Chapter 11 – Consciousness
Pure consciousness, before it has identified with any form, empty of content, just vibrating energy, all-encompassing and nonlocal – nothing and everything. How can we describe that? Thinking logically, this chapter should be blank.
As I write this, I am reading an article on the Russian Andrei Linde, one of the world’s leading cosmologists and good friend of Stephen Hawking, where he speculates, “that our description of the universe may remain incomplete as long as we do not solve the mystery of consciousness. Perhaps our inner reality is even more real than the material world outside.”
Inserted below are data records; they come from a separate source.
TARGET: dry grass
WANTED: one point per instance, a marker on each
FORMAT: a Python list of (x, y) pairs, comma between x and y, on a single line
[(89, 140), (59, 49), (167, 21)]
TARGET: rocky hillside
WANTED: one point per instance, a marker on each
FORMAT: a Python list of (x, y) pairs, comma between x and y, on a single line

Many scientists believe that consciousness may be the primary reality, out of which the secondary material reality emerges. Consciousness could thus be the basis of our entire reality, so what could be more interesting than trying to broaden our understanding of that?
What is consciousness
So far, nobody has been able to identify what consciousness is, and no scientist has found its location. The pure consciousness is not static; it is living, dynamic, beyond thought, beyond form, and therefore difficult to “pinpoint”. Nor has it been possible to find consciousness in our brain, even if we use our brain to be conscious of consciousness. Fortunately, we do not need to have a definition of what consciousness is to be able to make use of it.
Even though no one has been able to definitively “prove” what consciousness is, there are many “theories” and also models of explanation.